Frontline Health Care Workers Aren’t Feeling the ‘Summer of Joy’: Doctors and nurses are reeling from new Covid cases, staff burnout and the prolonged stress of dealing with the pandemic
Taken from the New York Times
June 1, 2021
A largely unmasked nation will celebrate the nation’s return to near-normalcy this weekend with a ticker-tape parade in New York City, a dazzling fireworks display over the Washington Monument and countless Independence Day gatherings in cities and towns across the country.
“A summer of freedom. A summer of joy,” is how the White House tried to promote a new national mood in a letter encouraging local officials to hold public events during the July 4th holiday.
And in most parts of the country, Americans have reason to cheer, with more than half of those over 12 fully vaccinated, state after state lifting all emergency restrictions and caseloads decreasing by double-digits week over week. Families are traveling again, diners are flocking to restaurants and baseball is back as America’s seasonal pastime.
But the summer is turning out to be fairly joyless in places like CoxHealth Medical Center in Springfield, Mo., where nurses, doctors and respiratory therapists have been grappling with a resurgence in coronavirus cases that forced the hospital to reopen the 80-bed Covid unit it had shuttered in May.
Dr. Terrence Coulter, a critical care specialist at CoxHealth, said he and his colleagues were stunned to find themselves back in the trenches after the briefest of respites. “With everyone masked, you learn to read the emotions in your co-workers’ eyes,” he said. “They’re weary and they’re also disappointed that the country has started the end zone dance before we cross the goal line. The truth is we’re fumbling the ball before we even get there.”
America’s health care workers are in crisis, even in places that have had sharp declines in coronavirus infections and deaths. Battered and burned out, they feel unappreciated by a nation that lionized them as Covid heroes but often scoffed at mask mandates and refused to follow social distancing guidelines.

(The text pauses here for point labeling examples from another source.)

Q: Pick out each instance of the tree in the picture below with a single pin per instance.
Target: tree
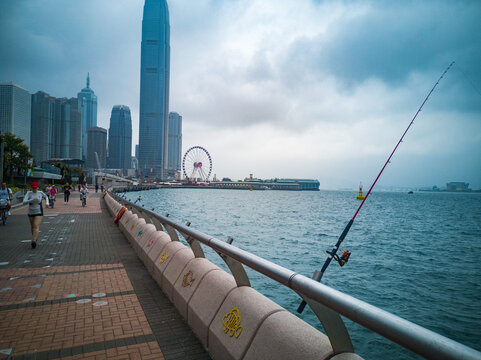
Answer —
(16, 156)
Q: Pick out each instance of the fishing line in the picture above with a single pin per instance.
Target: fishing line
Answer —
(345, 256)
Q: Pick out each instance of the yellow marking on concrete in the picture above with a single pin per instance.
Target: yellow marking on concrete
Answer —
(163, 258)
(188, 279)
(232, 323)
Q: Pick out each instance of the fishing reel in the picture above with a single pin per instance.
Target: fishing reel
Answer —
(343, 259)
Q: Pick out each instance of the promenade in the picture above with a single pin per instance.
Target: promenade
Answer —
(83, 293)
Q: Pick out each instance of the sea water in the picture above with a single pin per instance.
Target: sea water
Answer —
(414, 255)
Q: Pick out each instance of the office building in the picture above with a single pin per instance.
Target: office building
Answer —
(175, 143)
(96, 148)
(154, 89)
(67, 129)
(43, 116)
(15, 111)
(89, 113)
(120, 138)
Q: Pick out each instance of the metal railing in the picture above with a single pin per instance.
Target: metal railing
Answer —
(419, 340)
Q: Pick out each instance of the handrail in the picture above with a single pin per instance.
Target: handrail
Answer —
(419, 340)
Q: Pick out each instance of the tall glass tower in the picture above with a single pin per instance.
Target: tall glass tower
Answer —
(175, 143)
(120, 138)
(89, 113)
(154, 89)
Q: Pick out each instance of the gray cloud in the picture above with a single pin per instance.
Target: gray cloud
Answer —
(324, 86)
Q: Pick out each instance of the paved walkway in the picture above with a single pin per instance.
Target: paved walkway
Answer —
(83, 293)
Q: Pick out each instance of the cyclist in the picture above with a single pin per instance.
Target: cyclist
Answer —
(35, 210)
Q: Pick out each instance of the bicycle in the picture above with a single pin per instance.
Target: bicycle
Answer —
(83, 198)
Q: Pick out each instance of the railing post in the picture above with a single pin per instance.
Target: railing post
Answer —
(236, 268)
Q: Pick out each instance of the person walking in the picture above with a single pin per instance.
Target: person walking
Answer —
(66, 193)
(52, 195)
(83, 195)
(35, 210)
(6, 195)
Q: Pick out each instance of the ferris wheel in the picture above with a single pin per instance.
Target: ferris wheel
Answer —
(197, 164)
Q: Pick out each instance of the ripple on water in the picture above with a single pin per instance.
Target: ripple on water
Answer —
(417, 257)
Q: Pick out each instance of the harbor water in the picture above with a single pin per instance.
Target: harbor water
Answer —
(414, 255)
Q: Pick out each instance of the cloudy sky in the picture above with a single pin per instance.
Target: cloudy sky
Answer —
(290, 88)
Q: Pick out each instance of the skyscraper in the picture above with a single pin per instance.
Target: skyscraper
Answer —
(15, 111)
(96, 143)
(175, 143)
(43, 116)
(120, 138)
(89, 113)
(154, 88)
(67, 129)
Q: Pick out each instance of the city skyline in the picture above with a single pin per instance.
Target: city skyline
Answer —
(120, 138)
(308, 89)
(154, 89)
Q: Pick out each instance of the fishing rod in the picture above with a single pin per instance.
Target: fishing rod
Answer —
(346, 254)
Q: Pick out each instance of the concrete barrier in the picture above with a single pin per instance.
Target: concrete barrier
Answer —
(153, 249)
(168, 253)
(142, 236)
(231, 322)
(188, 281)
(283, 335)
(347, 356)
(206, 301)
(237, 321)
(130, 221)
(174, 270)
(135, 229)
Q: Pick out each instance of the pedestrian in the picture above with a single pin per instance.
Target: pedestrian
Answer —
(52, 194)
(35, 210)
(66, 193)
(83, 195)
(6, 195)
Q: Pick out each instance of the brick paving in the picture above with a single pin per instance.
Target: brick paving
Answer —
(83, 293)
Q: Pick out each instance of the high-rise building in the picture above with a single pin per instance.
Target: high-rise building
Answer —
(67, 129)
(120, 138)
(43, 117)
(96, 148)
(154, 88)
(89, 113)
(175, 143)
(15, 111)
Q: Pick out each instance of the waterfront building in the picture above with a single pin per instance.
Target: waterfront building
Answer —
(96, 148)
(175, 143)
(154, 88)
(15, 111)
(120, 138)
(457, 186)
(43, 116)
(89, 113)
(67, 129)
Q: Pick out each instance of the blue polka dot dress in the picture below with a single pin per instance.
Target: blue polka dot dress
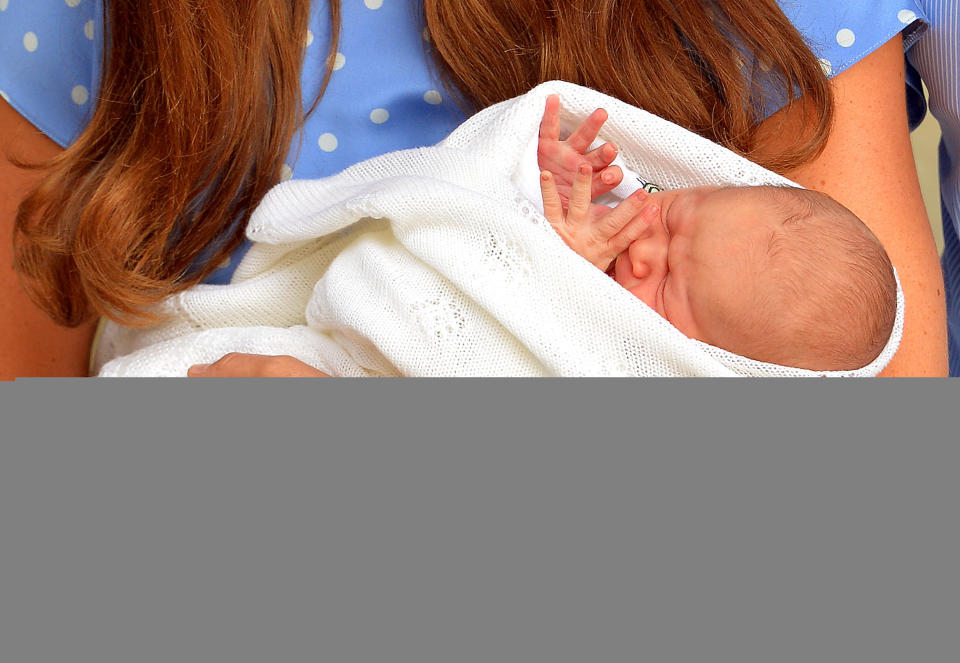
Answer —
(383, 95)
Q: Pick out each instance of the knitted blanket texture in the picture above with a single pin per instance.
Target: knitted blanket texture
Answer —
(431, 262)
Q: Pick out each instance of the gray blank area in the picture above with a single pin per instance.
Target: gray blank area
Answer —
(449, 521)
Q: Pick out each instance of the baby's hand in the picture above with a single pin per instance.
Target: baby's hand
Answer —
(563, 157)
(599, 238)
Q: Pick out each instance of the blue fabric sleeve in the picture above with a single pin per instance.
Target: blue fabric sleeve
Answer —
(49, 62)
(842, 33)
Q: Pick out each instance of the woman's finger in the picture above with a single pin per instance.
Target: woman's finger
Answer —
(580, 198)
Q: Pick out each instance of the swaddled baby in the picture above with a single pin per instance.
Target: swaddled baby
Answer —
(777, 274)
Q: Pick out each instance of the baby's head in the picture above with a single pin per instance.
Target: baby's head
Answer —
(778, 274)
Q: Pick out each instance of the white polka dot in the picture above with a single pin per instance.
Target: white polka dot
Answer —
(906, 16)
(327, 142)
(845, 37)
(80, 95)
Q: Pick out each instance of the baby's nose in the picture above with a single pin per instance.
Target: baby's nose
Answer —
(648, 256)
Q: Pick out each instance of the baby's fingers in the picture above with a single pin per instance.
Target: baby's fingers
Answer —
(581, 139)
(606, 180)
(550, 124)
(552, 206)
(642, 215)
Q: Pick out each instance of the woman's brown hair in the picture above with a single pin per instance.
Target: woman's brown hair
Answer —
(200, 100)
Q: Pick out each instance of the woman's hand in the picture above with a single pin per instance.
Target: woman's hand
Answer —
(238, 365)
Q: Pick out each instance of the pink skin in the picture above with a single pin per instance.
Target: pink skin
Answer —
(686, 253)
(697, 265)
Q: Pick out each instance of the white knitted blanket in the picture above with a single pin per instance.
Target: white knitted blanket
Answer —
(430, 262)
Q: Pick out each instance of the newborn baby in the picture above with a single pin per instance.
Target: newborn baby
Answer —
(777, 274)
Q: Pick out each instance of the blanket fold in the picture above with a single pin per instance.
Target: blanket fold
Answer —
(432, 262)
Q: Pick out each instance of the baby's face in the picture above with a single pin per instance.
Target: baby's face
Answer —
(698, 261)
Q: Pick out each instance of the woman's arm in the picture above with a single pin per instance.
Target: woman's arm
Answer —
(30, 343)
(868, 166)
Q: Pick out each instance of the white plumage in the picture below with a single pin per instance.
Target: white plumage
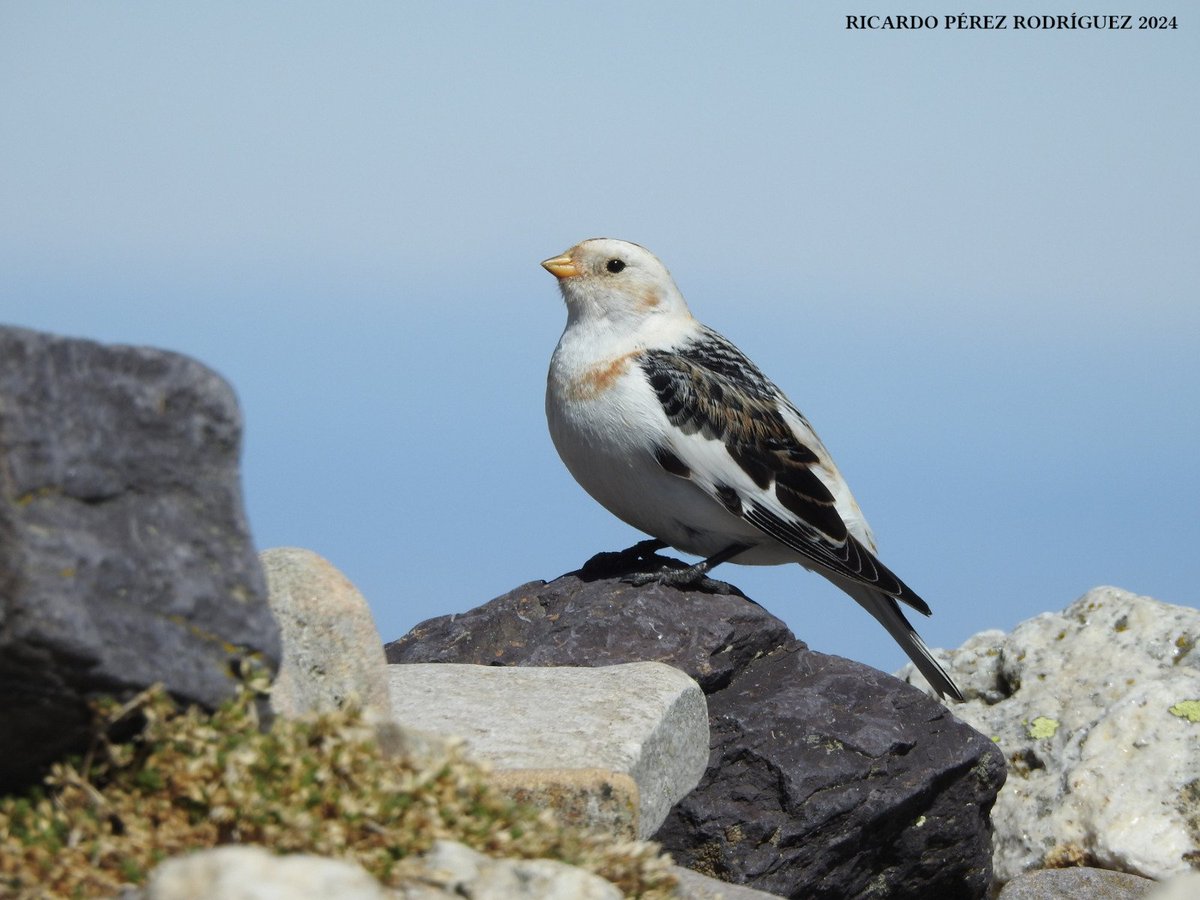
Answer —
(675, 431)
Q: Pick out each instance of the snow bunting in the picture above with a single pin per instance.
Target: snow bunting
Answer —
(675, 431)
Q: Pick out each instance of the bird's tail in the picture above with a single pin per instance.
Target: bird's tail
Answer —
(886, 610)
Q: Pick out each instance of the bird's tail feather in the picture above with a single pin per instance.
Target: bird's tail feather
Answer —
(886, 610)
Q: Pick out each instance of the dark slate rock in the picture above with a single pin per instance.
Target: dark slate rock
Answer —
(826, 778)
(829, 779)
(586, 619)
(125, 557)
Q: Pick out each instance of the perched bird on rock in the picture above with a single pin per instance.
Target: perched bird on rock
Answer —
(675, 431)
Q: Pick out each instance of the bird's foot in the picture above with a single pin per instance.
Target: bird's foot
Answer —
(694, 577)
(622, 561)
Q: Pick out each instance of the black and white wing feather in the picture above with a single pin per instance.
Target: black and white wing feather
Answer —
(744, 443)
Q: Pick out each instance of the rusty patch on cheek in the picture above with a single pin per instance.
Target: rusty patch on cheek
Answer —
(649, 299)
(600, 378)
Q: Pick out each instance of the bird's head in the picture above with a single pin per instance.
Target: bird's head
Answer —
(617, 281)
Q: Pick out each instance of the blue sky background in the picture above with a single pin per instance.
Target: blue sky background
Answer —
(971, 258)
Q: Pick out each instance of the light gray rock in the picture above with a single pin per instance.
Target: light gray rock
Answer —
(1077, 885)
(246, 873)
(1097, 711)
(125, 556)
(461, 871)
(1181, 887)
(642, 719)
(333, 654)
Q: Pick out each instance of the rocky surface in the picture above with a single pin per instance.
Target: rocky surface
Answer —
(331, 649)
(570, 733)
(826, 778)
(1077, 883)
(125, 557)
(1097, 711)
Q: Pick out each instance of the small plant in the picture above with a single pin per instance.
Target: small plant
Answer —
(190, 779)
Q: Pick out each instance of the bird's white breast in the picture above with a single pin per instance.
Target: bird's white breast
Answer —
(606, 424)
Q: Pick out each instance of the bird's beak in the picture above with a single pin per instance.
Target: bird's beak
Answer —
(562, 267)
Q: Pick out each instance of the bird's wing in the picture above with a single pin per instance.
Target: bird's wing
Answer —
(775, 473)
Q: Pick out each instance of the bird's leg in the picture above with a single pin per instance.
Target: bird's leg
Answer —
(693, 576)
(642, 550)
(622, 559)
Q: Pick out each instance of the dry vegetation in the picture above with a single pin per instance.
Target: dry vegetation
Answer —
(192, 779)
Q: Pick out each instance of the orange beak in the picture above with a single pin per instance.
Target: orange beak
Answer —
(562, 267)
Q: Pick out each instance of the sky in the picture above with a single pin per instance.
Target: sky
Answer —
(970, 257)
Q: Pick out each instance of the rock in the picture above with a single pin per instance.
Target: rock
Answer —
(574, 622)
(643, 720)
(1075, 883)
(826, 778)
(247, 873)
(125, 557)
(331, 649)
(829, 780)
(1097, 711)
(694, 886)
(462, 871)
(1181, 887)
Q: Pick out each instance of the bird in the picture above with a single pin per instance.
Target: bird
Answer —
(673, 430)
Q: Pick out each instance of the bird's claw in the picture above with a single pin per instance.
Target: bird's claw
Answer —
(690, 577)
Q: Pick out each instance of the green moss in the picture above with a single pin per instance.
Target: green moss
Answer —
(1042, 729)
(1187, 709)
(191, 779)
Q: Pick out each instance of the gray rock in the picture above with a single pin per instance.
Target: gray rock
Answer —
(1098, 712)
(646, 720)
(1181, 887)
(1077, 885)
(331, 649)
(125, 557)
(829, 780)
(461, 871)
(694, 886)
(826, 778)
(247, 873)
(594, 621)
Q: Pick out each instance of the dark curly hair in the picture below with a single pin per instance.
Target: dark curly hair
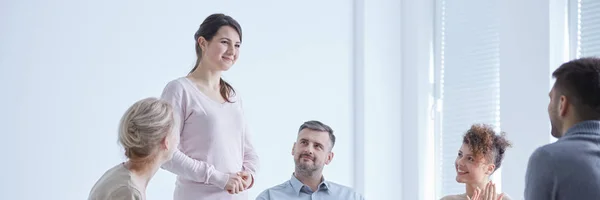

Many of those same Americans are now ignoring their pleas to get vaccinated.
Doctors and nurses are also overworked, thanks to chronic staffing shortages made worse by a pandemic that drove thousands from the field. Many are struggling with depression and post-traumatic stress; others are mourning at least 3,600 colleagues who won’t be around for the celebrations.
“People don’t realize what it was like to be on the front lines and risking your own safety without adequate protective gear while dealing with so much death,” said Mary Turner, a registered nurse in Minneapolis who was unable to comfort her own father as he lay dying alone of Covid in a nursing home in the early days of the pandemic. A few months later, she found herself sobbing uncontrollably in a hospital room as she held up a phone so a man could say goodbye to his father. “A lot of us are still dealing with PTSD,” she said.